Спикер уловил: коллоквиум понесло не в ту степь, требуется его вмешательство:

— Дорогие поминальщики, оставим сии вопросы социальным психологам. Я предоставляю слово самому строгому члену стола, многоуважаемому Георгию Васильевичу, прокурору города.

Прокурор встал:

— Спасибо, любезный председатель, но ты перестарался. Здесь, за столом, неуважаемых нет. Замечу, даже депутаты — рабы Божии. Хотя разделяются на тех, кто верит, и тех, кто не верит во Всевышнего. Когда суд взвесит умершее сердце Анны на весах и уравновесит его добром, то, безусловно, отправит её в райские кущи. Но до суда надо еще дожить. Выпьем за Анну Георгиевну! Пусть хранит ее Господь!

— Всех хранит Господь, — добавил въедливый статистик.

— А срок хранения устанавливает черт, — не удержался Изяслав, — но прокурора поддерживаю. Хотя верить в Бога после Холокоста трудно.

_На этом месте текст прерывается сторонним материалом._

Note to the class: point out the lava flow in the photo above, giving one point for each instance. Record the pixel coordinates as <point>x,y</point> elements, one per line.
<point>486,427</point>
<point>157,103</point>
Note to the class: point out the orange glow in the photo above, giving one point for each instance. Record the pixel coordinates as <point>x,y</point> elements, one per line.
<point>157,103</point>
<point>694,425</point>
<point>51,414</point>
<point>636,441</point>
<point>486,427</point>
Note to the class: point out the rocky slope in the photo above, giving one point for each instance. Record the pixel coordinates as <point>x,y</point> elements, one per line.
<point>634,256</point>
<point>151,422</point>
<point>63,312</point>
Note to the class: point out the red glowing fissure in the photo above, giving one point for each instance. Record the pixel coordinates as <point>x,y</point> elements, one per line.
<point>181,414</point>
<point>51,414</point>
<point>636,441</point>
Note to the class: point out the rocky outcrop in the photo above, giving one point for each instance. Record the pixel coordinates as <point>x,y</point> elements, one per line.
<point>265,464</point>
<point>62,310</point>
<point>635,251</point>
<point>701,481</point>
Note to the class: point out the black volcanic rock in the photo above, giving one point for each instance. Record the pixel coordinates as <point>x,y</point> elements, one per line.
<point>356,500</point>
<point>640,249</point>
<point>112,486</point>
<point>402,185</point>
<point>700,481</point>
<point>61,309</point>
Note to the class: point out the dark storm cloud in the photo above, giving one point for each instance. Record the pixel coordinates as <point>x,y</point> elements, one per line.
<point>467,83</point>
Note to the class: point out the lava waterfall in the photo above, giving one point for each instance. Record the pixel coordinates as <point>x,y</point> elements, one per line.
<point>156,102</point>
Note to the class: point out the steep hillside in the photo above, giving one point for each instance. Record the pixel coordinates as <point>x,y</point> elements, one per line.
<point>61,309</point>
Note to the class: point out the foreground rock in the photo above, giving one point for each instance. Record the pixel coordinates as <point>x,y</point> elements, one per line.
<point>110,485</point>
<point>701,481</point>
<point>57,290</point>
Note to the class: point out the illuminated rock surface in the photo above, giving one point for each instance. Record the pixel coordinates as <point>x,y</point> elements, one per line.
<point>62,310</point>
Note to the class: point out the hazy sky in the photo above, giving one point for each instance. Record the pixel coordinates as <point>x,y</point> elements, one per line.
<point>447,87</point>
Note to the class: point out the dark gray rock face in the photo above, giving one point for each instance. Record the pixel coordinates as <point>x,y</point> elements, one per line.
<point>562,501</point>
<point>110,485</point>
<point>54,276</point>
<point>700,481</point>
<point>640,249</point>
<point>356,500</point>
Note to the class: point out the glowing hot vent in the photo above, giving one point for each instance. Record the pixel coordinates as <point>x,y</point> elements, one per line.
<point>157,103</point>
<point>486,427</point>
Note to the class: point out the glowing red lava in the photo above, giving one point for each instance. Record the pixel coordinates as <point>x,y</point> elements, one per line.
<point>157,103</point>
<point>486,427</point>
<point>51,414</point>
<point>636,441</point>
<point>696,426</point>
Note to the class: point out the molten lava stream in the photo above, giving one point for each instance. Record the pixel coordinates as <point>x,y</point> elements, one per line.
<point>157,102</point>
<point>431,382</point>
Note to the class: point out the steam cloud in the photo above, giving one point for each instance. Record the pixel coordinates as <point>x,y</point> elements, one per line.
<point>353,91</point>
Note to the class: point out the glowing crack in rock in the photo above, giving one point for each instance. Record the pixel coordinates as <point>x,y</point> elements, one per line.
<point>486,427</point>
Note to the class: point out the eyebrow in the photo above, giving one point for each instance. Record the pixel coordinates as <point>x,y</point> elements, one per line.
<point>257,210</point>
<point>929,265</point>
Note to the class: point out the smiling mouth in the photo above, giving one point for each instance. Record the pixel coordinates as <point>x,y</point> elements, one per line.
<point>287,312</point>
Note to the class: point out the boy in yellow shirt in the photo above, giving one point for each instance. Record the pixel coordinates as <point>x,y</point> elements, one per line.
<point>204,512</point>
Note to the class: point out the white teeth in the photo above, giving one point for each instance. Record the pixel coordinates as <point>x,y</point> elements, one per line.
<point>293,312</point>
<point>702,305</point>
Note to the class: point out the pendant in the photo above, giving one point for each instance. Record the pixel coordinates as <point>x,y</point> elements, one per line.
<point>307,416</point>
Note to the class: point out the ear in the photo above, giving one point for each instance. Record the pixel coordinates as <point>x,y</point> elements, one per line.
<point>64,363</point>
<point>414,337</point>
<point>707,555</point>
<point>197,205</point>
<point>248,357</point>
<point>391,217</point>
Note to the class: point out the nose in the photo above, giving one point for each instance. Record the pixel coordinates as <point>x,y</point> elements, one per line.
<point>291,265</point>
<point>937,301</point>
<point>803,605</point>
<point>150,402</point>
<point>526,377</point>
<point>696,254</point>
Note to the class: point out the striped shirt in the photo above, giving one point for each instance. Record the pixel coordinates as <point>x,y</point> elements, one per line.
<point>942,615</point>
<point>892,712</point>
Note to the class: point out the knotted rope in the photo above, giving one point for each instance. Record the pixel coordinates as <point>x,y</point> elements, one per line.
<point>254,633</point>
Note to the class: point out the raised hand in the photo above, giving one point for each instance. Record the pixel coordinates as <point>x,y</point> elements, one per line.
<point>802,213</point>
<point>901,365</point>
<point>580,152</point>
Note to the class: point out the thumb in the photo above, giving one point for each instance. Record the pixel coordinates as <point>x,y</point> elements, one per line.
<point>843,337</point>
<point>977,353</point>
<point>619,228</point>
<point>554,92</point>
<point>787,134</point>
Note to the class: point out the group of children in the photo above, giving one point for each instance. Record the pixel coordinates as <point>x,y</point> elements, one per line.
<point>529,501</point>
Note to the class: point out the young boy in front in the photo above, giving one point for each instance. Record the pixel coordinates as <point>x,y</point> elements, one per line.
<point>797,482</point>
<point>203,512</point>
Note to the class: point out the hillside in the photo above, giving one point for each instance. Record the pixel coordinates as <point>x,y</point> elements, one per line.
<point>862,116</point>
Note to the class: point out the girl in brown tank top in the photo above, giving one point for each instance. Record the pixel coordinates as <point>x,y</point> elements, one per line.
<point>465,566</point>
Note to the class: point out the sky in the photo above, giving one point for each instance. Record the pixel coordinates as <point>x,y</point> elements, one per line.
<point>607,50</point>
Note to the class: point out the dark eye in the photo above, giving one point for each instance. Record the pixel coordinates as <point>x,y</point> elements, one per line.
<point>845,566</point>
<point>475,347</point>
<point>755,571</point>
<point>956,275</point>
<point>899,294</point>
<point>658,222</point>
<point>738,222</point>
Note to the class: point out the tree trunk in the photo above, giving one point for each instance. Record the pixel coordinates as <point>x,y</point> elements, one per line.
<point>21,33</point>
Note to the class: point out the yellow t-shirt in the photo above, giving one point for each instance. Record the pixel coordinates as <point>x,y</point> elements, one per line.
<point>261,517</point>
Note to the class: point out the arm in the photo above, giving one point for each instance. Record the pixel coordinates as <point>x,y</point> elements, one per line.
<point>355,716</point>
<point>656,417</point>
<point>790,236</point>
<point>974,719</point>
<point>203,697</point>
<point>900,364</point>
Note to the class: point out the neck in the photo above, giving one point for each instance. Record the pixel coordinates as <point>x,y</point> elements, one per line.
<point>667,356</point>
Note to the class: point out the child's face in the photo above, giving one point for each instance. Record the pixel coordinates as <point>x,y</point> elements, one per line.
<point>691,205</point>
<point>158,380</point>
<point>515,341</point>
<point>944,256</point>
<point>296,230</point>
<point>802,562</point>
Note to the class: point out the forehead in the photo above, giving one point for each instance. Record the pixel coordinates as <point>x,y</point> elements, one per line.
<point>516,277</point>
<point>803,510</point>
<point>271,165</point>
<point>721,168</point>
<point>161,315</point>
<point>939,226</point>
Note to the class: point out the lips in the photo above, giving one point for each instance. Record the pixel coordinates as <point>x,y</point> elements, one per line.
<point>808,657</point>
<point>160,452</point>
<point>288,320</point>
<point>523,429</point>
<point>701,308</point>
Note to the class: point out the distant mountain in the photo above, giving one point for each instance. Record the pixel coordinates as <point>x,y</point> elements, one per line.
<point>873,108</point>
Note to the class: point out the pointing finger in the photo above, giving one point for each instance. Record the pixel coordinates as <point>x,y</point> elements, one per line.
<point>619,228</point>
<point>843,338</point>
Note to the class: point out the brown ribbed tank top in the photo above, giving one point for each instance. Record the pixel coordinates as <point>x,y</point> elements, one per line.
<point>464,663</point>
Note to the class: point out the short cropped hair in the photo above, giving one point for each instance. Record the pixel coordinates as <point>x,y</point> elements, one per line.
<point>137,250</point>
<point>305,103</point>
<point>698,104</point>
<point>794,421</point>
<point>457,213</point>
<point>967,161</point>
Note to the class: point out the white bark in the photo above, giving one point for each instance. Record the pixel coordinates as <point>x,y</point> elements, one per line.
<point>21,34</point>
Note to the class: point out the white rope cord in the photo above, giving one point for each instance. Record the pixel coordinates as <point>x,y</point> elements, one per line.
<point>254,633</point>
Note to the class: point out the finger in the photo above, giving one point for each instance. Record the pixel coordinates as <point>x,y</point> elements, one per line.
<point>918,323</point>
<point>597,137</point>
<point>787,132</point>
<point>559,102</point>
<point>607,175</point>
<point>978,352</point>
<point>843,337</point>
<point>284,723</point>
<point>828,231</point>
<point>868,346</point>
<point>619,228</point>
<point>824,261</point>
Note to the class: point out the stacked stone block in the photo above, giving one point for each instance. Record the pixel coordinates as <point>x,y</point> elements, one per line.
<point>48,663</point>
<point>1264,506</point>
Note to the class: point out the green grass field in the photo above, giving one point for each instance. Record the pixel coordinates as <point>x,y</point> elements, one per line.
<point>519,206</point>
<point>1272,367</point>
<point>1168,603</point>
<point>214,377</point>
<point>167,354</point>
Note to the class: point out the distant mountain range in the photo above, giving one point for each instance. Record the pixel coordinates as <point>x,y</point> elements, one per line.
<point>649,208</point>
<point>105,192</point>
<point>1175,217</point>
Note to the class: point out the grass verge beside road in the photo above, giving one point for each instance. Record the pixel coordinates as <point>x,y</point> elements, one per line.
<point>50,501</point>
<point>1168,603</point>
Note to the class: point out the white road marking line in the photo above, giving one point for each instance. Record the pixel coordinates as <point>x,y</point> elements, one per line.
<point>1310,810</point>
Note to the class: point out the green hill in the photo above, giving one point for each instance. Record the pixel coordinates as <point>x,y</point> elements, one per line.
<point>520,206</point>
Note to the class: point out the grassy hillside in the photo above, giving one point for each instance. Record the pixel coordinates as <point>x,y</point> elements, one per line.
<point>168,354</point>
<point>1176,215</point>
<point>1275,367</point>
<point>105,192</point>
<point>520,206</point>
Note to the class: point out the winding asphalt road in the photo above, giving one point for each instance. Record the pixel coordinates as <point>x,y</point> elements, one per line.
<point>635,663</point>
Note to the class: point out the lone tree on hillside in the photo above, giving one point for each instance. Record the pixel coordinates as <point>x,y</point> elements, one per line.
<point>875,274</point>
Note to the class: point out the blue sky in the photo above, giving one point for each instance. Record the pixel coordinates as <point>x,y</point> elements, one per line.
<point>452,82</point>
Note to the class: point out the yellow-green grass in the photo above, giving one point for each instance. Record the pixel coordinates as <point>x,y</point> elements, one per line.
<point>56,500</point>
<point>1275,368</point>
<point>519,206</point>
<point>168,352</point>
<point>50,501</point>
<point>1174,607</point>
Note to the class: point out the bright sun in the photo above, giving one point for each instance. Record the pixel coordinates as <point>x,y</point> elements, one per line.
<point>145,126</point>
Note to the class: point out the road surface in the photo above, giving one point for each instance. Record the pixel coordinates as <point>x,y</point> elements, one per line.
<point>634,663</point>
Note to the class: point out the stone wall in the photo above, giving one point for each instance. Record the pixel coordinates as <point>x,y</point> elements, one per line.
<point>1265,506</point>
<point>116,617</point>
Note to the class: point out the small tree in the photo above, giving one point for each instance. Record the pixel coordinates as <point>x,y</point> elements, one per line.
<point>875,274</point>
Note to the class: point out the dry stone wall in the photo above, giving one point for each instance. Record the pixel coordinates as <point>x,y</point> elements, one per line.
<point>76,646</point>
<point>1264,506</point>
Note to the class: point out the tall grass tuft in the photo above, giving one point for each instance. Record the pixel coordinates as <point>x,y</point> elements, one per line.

Поминальное застолье с каждым тостом становилось все более похожим на свадьбу. Спикер тоже разошелся и не мог оставить без комментариев последние слова прокурора:

— Твой вопрос, уважаемый прокурор, многоплановый. Небесный фараон строже закона. Сначала не забудем: мы все — будущие покойники. Из чего и давайте исходить. Нужны на поминках прения? Учёные признают открытие доказанным, лишь когда соблюдена чистота опыта.

— Какая чистота, не знаю, — вмешалась молчавшая до сих пор главная кухарка Лукерия, — но знаю: наша Зинка четвёртый раз девушкой замуж выходит в том же платье. И женихи не возмущаются.

Таксисту надоел холостой пробег:

— Mille pardon, я не учёный, я практик с многокилометровым зарубежным опытом. В Грузии, на сельской трассе, в горах, при появлении второй дороги, висит знак, изображающий два куриных яйца. Непонимающим объясняют: дорога раздваяется.

Смех был ответом на анекдот. Спикер подхватил идею:

— В Библии замечено: познание умножает скорбь. Так зачем же её на поминках увеличивать? Вот так, уважаемый Mille pardon! О покойнике мы истины не узнаем, услышим лишь часть правды.

Наблюдательный таксист уловил поворот в речи адвоката — депутата:

— Недругам покойника хулить его тоже не резон, он уже им не конкурент. А завидовать ушедшему из жизни… Mille pardon!

Василий поддержал таксиста-моралиста:

— У всех есть грязное бельё, стирать его при всех гигиенически вредно. А не знающий покойника вообще не имеет право вмешиваться, это уж точно. Я думаю, они просто пожмут плечами и выпьют поминальную рюмку. Надеюсь, наш прокурор не возражает?

Прокурор довольный тем, что к нему вернулось внимание, снова встал, как на судебном процессе, и законодательным голосом изрёк:

— Народ мудр, ещё в древности установил свой закон об отношении к покойнику: хорошо или ничего. Для лиха предназначены иные места, и поминают лихом в других случаях. Давайте выпьем, чтобы мы его поменьше и пореже знали. Оппоненты имеются?

Дружное чоканье подтвердило их отсутствие.

Пока гости Анны бражничали по вполне богоугодному поводу, ситуация с ее домом начала перетекать в иную плоскость.

Примечания

2

Помана (скушмарийского) — подарки в честь памяти упокоенного.